The group wants a new mandatory code of practice to force providers to qualify their dodgy "up to" speed claims, which accompany virtually all broadband marketing. The slowdown effects of contention, distance from the exchange, and network status should be made clear, it argues.
The panel has no powers of its own, but acts as an independent advisory body to Ofcom on consumers' behalf.
Panel chair Colette Bowe said: "This code would establish agreed processes to give the customer the best information during and after the sales process, and to give them flexibility to move freely to different packages that reflect the actual speeds with which their ISPs are able to provide them."
If Ofcom heeds the call, ISPs will be obliged to contact people two weeks after their line is activated to tell them their actual upload and download bit rates. If the customer isn't happy, they should then be released from their contract, the panel has written to Ofcom chief Ed Richards.
Research has shown that most of the public don't understand that if they buy an "up to" 8Mbit/s package, they're unlikely to ever get much better than 4Mbit/s.
Meanwhile, overall satisfaction with ISPs' customer service has been sliding.
The consumer panel approached the big ISPs in October to ask how they thought consumers could be better informed.
The fact that it has called on watchdogs to impose new regulations suggests it didn't get the response it was hoping for, or at least no ISP agreed to be honest when rivals are using weasel words in advertising.
The consumer panel's letter to Richards is here (pdf).
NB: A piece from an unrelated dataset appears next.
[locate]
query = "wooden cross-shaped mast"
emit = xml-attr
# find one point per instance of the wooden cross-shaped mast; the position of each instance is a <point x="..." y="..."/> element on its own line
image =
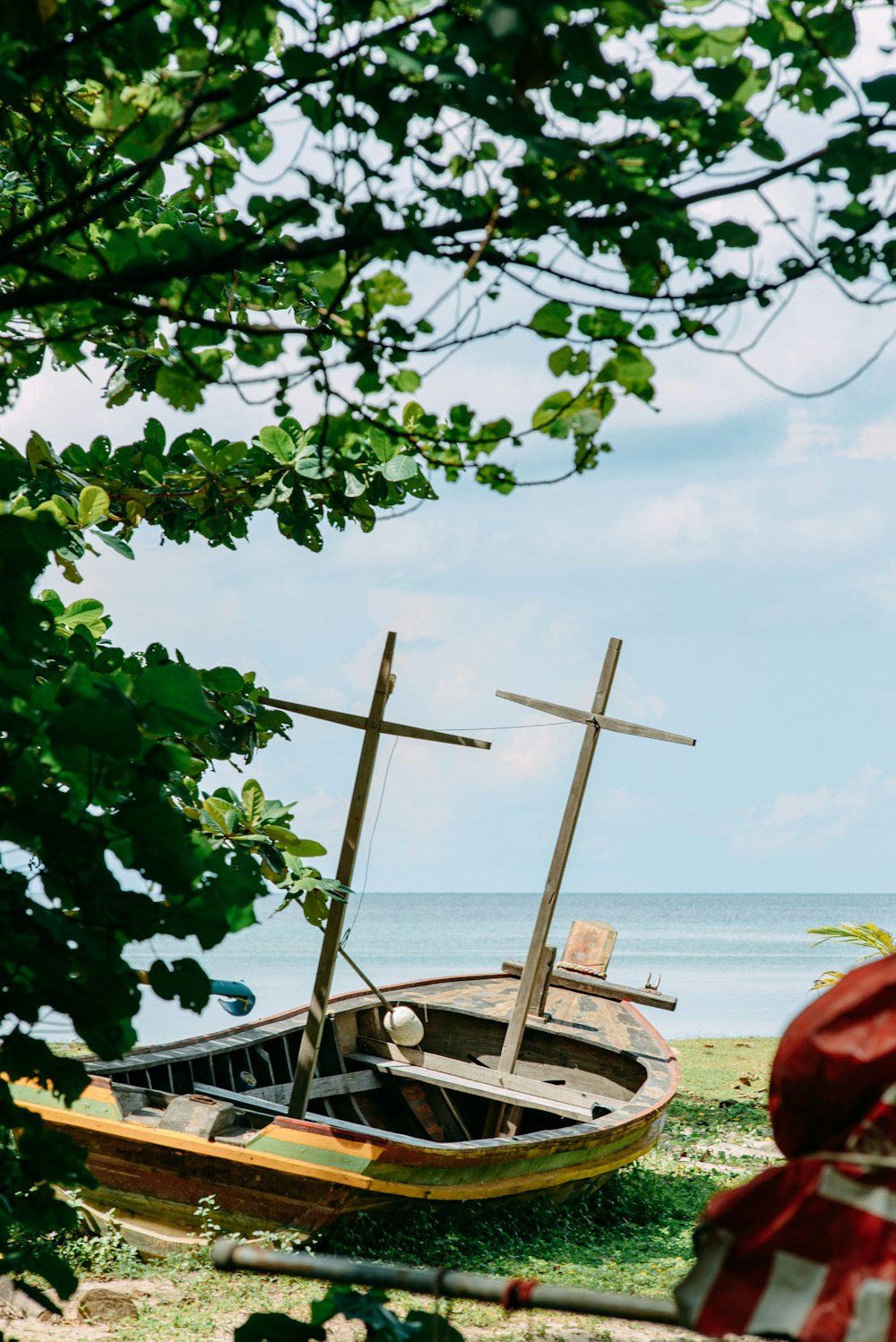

Ofcom has said it is examining the issue, but has given no indication if and when it will act.
Separately today, research showed that among "up to 8Mbit/s" providers, Sky's LLU network delivers the highest median average download speed at 3.1Mbit/s.
Virgin Media took the fastest consumer broadband available crown, with its "up to" 20Mbit/s cable package delivering median 7.3Mbit/s, ahead of O2-owned Be's 5.2Mbit/s ADSL2+ service. ®
Ofcom has replied (pdf). In a letter published by the regulator today, Ed Richards told the consumer panel watchdogs are talking to ISPs about the issues it has raised, and will consider using formal powers if they don't get results. "We are keen that any measures are implemented in the shortest time frame possible," he wrote.
ISP - Line speed
Interesting to read the comments about ISP honest with regard to line speed. I feel this pales into insignificance with what I have been told by three ISPs, with regard to Broadband Max and Up to 8 Mb. When I have complained about speed I have been told that BT will not investigate anything where the customer is getting above 512K as that is the acceptable level as far as BT is concerned.
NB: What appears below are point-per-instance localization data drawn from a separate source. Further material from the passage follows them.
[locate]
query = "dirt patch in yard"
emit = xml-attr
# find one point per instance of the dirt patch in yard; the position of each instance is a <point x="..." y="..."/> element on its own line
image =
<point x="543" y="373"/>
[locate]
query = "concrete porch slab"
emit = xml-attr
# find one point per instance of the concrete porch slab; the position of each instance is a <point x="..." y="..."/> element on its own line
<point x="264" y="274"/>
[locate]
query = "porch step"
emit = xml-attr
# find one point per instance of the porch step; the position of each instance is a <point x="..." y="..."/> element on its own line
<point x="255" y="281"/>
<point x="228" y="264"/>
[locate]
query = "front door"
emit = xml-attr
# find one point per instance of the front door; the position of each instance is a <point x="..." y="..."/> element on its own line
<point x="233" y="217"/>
OFCOM - day late, dollar short
Aren't these the people who were supposed to break BT's monopoly? 18 years ago?!?
I still have no alternative to using BT where I live. Even subscribing to another phone provider still requires me to pay BT's monthly standing charge.
OFCOM - as much use as the ASA. Chocolate teapots the lot of them.
Replace 4MB, 8MB and 20MB with Pear, Banana and Orange. People have no idea what it means anyway and just need a reference with which to compare packages. Then, you give each ISP a rating for how close their average speed is to the 4MB, 8MB etc theoretical limit.
Consumers do not get to issue a project spec and then wait for tenders, they simply need a system to easily compare what the different ISPs have to offer.
I know full well that "Up to 8MB" is not going to give me 8MB 24/7, but I know that the ISP's are all using it to mean the same thing so I can look at their relative prices and make a choice. What will really make a difference is a standardised logo system for representing download caps and penalties for exceeding said cap.